= Mary Pelloni =

Television producer

Mary Pelloni is an American television producer, director and executive producer, based in Los Angeles, California. She is the executive producer of Discovery +, Travel Channel, The Curse of Lizzie Borden and Ghost Loop, BET's Curvy Style, TLC's DC Cupcakes, Niecy Nash's Wedding Bash and Undercover Princes, and is most known for creating the TV format for television hit reality show Bridezillas. In 2014 Pelloni was hired to produce specials and series for Discovery Studios.

== Career ==
Pelloni started her career at 19 years old at WXYZ-TV in Detroit, Michigan. Pelloni produced several talk shows including The Fran Drescher Show on Fox TV and most notably The Roseanne Talk show where she made several television appearances as herself as well as comedy sketches as Monica Lewinsky. She was the executive producer of Bridezillas and Secret Princes.

Pelloni's roles in the television industry have included Executive Producer, Showrunner, Director, and Development Executive. Her work spans reality shows, talk shows, red carpet events, live shows, comedy shows, judge shows, docuseries, and documentaries. She has collaborated with notable figures such as Oprah Winfrey, Queen Latifah, Dave Chappelle, Niecy Nash, Roseanne Barr, Joan Rivers, Sally Jessy Raphael, Fran Drescher, DaBaby, Zara Larsson, Shakira, Le Sserafim, Jenny McCarthy, Yo-Yo and media companies Billboard Media, IndieWire and The Hollywood Reporter.

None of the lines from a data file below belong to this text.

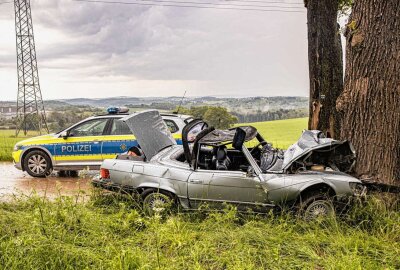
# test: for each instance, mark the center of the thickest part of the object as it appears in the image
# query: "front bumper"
(16, 156)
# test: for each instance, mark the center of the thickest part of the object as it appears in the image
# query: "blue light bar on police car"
(116, 110)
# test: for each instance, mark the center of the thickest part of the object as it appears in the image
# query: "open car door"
(190, 133)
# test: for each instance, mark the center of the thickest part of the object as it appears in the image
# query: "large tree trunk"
(370, 102)
(325, 65)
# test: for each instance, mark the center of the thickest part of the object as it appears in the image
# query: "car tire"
(156, 202)
(38, 164)
(316, 205)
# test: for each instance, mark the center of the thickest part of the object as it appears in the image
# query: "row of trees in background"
(365, 107)
(261, 116)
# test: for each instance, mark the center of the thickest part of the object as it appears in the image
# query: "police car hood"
(37, 139)
(151, 132)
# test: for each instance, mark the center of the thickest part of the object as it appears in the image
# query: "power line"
(152, 3)
(215, 4)
(266, 2)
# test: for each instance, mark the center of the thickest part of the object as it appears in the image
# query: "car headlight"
(17, 147)
(358, 189)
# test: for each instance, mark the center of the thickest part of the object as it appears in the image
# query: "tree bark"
(325, 65)
(370, 102)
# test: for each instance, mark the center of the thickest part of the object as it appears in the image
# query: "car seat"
(221, 159)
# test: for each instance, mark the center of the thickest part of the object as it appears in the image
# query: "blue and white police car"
(85, 144)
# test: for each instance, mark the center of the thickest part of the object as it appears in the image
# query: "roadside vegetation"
(110, 232)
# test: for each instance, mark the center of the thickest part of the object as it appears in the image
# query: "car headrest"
(222, 153)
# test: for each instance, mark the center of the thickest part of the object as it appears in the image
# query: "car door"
(218, 187)
(118, 140)
(82, 145)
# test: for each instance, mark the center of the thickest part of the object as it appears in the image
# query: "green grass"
(281, 133)
(109, 232)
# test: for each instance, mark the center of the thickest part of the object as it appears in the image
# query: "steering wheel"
(258, 145)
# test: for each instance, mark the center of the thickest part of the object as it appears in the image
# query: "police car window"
(171, 126)
(90, 128)
(120, 128)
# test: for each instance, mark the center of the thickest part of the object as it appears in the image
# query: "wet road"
(13, 181)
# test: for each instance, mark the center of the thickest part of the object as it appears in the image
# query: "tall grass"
(110, 232)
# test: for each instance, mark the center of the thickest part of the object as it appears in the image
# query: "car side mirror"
(250, 172)
(239, 138)
(64, 134)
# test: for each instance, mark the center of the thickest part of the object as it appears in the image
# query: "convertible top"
(226, 136)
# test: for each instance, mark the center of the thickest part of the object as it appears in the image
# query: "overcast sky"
(102, 50)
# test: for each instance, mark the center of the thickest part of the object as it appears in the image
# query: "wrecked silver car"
(215, 167)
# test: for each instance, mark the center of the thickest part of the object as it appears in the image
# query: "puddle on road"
(14, 181)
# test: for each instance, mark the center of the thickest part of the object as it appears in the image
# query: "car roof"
(120, 115)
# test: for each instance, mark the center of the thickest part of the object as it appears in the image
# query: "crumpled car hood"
(151, 132)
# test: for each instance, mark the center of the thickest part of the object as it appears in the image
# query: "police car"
(85, 144)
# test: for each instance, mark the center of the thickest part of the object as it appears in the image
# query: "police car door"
(82, 146)
(118, 140)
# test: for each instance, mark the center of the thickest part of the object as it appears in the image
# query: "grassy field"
(280, 133)
(109, 232)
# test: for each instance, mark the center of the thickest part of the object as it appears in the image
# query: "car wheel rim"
(158, 204)
(37, 164)
(318, 209)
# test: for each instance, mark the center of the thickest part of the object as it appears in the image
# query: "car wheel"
(316, 206)
(157, 203)
(37, 164)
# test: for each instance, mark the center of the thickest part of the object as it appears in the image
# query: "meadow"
(101, 230)
(109, 231)
(281, 133)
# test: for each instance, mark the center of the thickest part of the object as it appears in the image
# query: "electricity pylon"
(31, 114)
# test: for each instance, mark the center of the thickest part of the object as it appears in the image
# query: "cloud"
(159, 48)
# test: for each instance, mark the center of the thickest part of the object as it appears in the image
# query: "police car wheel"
(37, 164)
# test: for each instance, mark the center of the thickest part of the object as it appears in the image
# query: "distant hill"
(248, 109)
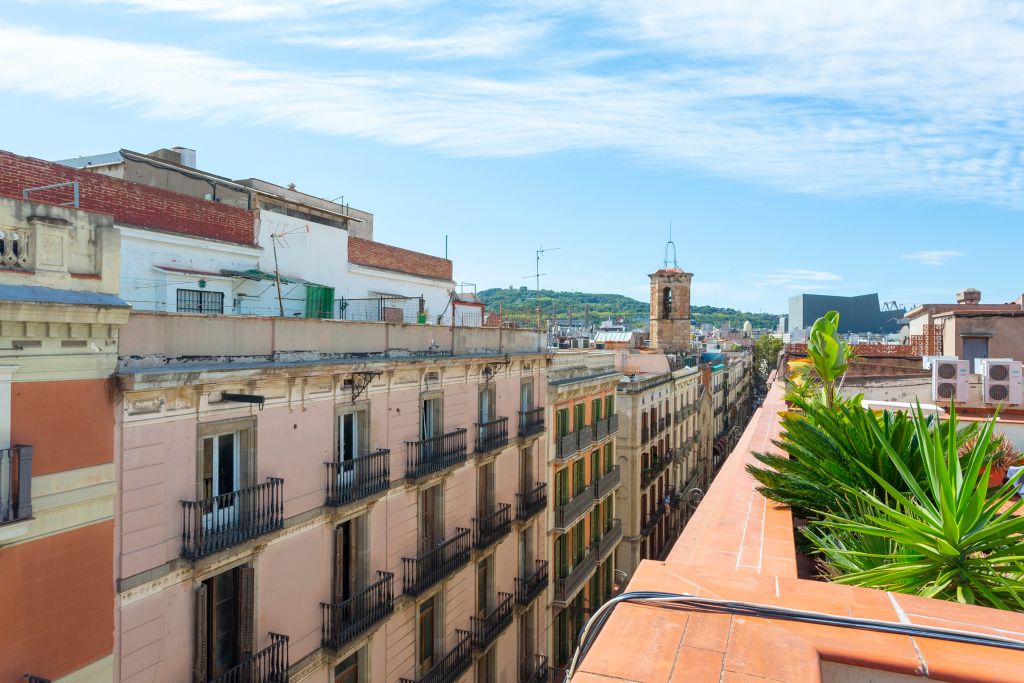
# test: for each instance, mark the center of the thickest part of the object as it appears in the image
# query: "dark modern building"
(857, 313)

Pelloni was the manager and producing partner of choreographer JaQuel Knight.

Pelloni was the director and executive producer of Paul Mooney's comedy show and stand up, and is credited with helping write Mooney's book, Black is the New White.

Pelloni received a Gold Telly Award for Best Horror TV Shock Doc Documentary, The Curse of Lizzie Borden.

In 2019, Pelloni was named showrunner for The Hollywood Reporter.

Most recently, Pelloni was recognized as the first to legally copyright commercial choreography with the Copyright Office and establish licensing deals with Epic Games and championing choreographers to legal own their dance moves. Pelloni is an executive producer of the film, Own The 8 Count, about the issues of copyrights and choreographers receiving appropriate credit for their work.

October 2025 saw IndieWire Executive Producer Mary Pelloni nominated for two National Arts and Entertainment Journalism Awards. Pelloni was nominated in the Multimedia Package category for “Career Blueprint: It All Led to ‘Dune,’” an in-depth look at Denis Villeneuve’s career. Pelloni, Craft Editor Sarah Shachat, and Video Producer Trevor Wallace were nominated and won the One-on-One Interview, TV/Streaming Personalities category for the Stephen Graham interview “Why Netflix’s ‘Adolescence’ Had a ‘No Dicks’ Policy.”

Pelloni will serve as executive producer on the upcoming documentary about the Tupac Shakur murder trial for Pioneer Productions.